Design: Decision tree and Markov model decision analysis.
Settings, participants: Two arms including 5513 women aged under 70 years: a hypothetical scenario, in which women receive the same level of accuracy of stroke identification as men (yet experienced symptoms relevant to women); and the status quo. Transitions between post‐stroke health states, recurrent stroke and death were made in 1‐year cycles over 50 years from a societal perspective.
Main outcome measures: Years of life lived, QALYs and costs per patient in the hypothetical scenario relative to the status quo. Results were extrapolated to the national level based on the annual number of ischaemic stroke hospitalisations among women across Australia in the financial year 2020–21.
Results: Compared with the status quo, the hypothetical arm gained 0.14 years of life, gained 0.08 QALYs and saved $2984 per patient. At the national level, for the financial year 2020–21, this equates to 252 life years and 144 QALYs gained, and cost savings of $5.4 million.
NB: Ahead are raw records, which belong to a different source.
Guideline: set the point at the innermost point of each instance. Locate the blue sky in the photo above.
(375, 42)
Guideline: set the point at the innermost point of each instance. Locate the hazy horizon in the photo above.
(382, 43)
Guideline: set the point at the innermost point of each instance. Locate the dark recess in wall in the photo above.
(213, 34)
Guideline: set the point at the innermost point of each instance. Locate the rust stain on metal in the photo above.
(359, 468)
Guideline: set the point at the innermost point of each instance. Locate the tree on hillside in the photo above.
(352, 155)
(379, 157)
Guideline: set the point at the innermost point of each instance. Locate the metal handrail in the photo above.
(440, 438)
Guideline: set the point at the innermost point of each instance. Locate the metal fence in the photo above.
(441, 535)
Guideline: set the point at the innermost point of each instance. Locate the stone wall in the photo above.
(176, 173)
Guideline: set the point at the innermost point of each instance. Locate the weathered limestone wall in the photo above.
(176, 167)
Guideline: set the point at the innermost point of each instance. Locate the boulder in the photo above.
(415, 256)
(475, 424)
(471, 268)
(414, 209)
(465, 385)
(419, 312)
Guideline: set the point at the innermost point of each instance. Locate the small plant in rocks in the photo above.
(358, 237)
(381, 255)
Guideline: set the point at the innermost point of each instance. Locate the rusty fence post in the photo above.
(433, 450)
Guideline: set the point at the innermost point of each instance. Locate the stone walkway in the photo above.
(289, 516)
Outcomes were most sensitive to the probability of an accurate assessment of stroke, short term treatment costs, patient age, and transition probabilities to 90‐day post‐stroke health states.
Conclusions: Enhancing the timely and accurate identification of ischaemic stroke among Australian women in the pre‐hospital setting would yield significant health benefits and cost savings to Australian society as a whole.